Plasma extracellular vesicles (EVs) support elevated thrombin generation in atherosclerotic cardiovascular disease (ASCVD) plasma. A, EVs from patients support higher levels of thrombin generation. The ability of EV membranes to support thrombin generation was assessed using prothrombinase assay as described in Materials and Methods. B, EV counts are significantly higher in patients. To quantify EV, platelet-free plasma (0.5 mL) was processed using size exclusion chromatography (iZON qEV columns) and nanoparticle tracking analysis (Nanosight 300). C, Thrombin generation positively correlates with EV counts.

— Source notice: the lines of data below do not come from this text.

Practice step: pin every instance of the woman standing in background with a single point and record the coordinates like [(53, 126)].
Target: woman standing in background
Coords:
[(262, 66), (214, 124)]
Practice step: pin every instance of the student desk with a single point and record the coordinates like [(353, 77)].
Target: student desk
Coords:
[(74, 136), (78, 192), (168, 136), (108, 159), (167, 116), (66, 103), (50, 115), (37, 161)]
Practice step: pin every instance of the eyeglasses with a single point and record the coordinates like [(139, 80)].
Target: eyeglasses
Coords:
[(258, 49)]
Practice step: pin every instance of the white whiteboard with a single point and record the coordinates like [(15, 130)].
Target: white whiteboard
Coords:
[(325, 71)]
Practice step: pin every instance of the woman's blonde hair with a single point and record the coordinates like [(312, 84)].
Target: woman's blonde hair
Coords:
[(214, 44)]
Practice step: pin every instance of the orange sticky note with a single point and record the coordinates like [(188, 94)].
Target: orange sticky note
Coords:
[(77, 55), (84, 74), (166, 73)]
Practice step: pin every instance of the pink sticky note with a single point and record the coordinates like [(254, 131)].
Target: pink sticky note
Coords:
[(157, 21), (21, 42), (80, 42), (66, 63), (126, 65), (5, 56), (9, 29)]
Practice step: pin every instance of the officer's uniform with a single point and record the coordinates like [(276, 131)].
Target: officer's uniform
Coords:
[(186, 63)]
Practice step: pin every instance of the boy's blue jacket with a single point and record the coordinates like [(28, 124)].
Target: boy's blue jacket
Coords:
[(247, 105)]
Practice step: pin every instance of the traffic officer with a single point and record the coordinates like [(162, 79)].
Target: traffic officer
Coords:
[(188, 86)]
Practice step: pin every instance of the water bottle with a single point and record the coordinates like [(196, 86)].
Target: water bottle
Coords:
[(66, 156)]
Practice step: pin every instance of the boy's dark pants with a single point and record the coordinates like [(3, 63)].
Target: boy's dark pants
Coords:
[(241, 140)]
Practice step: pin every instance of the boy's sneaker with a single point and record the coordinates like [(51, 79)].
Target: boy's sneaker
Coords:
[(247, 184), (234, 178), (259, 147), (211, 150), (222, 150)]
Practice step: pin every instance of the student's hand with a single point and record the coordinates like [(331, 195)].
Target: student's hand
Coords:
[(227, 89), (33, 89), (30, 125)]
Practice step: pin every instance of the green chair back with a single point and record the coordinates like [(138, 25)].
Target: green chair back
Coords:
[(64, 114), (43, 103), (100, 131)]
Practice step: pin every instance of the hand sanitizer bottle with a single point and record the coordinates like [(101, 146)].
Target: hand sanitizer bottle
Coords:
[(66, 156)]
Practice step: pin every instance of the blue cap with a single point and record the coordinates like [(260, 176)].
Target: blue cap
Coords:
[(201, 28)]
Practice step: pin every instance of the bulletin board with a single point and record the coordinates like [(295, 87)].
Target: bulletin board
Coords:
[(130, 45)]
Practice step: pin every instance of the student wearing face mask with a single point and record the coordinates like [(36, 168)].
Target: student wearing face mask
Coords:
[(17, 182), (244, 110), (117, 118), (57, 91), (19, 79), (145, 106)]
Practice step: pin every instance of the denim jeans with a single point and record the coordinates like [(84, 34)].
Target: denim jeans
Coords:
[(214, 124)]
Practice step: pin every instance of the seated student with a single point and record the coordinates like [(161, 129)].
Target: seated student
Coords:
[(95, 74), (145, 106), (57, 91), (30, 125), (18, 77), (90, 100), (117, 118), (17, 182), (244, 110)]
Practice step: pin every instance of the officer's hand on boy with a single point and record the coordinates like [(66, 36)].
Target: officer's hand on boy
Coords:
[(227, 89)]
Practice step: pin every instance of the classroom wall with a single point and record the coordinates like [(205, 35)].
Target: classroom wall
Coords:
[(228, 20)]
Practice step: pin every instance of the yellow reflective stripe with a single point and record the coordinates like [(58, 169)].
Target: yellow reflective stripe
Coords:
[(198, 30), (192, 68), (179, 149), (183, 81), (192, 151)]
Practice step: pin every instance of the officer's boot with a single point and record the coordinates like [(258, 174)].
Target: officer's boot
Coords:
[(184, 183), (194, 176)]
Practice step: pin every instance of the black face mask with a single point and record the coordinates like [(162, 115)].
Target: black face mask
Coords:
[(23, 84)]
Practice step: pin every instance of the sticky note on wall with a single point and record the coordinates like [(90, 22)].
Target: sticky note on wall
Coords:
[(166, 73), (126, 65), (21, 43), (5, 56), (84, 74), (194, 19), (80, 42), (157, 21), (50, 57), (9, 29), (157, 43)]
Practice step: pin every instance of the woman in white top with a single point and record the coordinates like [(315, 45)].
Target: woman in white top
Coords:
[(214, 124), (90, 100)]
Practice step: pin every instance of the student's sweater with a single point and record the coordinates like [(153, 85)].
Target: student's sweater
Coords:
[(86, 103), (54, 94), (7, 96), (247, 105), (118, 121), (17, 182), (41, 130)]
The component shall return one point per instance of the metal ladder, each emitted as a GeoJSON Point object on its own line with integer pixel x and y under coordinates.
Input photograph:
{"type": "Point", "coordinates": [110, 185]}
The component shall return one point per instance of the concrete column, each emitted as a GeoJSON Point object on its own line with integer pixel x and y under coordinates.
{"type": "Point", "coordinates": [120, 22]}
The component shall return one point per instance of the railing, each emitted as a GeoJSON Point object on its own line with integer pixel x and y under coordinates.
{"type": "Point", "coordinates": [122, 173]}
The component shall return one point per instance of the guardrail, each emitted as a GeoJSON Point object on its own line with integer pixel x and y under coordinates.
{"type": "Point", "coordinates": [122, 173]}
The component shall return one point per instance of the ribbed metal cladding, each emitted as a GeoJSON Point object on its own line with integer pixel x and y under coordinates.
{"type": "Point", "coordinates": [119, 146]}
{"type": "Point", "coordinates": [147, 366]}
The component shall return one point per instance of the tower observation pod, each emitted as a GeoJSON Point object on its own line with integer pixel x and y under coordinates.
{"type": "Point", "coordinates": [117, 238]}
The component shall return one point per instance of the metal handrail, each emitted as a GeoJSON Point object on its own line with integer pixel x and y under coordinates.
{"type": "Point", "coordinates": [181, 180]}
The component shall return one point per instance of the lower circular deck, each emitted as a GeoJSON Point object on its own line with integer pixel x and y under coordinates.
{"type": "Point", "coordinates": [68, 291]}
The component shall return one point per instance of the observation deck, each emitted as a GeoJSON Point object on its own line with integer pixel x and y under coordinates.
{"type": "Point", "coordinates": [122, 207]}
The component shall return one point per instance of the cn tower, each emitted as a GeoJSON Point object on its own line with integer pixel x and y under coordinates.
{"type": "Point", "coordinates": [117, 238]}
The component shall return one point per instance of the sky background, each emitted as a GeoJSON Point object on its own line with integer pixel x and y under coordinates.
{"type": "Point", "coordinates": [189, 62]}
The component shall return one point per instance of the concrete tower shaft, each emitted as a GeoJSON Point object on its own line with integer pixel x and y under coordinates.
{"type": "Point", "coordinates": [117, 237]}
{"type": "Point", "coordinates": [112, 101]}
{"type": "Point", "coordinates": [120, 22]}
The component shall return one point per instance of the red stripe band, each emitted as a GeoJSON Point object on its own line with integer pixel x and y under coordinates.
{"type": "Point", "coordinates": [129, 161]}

Thrombin generation and EV counts were correlated using Pearson correlation. D, EV surface area is increased in vascular disease. EV surface area was calculated as described in Materials and Methods and plotted as box plots. E, Thrombin generation positively correlates with EV surface area. Thrombin generation and EV surface area were correlated using Pearson correlation. F and G, Thrombin generation was not changed between groups if EVs were normalized by counts or surface area. Thrombin generation on the surface of EV was adjusted by EV counts (per 1×10⁹ EV; F) and surface area (G) and plotted as box plots. H and I, Heatmaps showing aminophospholipid (aPL) molecular species in EV. Heatmaps were drawn using the pheatmap R package as described in Materials and Methods to visualize aPL amounts between groups for all the measured species, analyzed using liquid chromatography tandem mass spectrometry. Statistical significance was tested with 1-way ANOVA and Tukey post hoc test (P<0.05 considered significant). Acute coronary syndrome (ACS; n=24: A, B, D, F, and G; n=21: H and I), coronary artery disease (CAD) but no ACS (n=19: A, B, D, F, and G), positive risk factors (RFs) with no significant CAD (n=23: A, B, D, F, and G; n=22: H and I), and healthy control (HC; n=24: A; n=22: B, D, F, and G; n=23: H and I).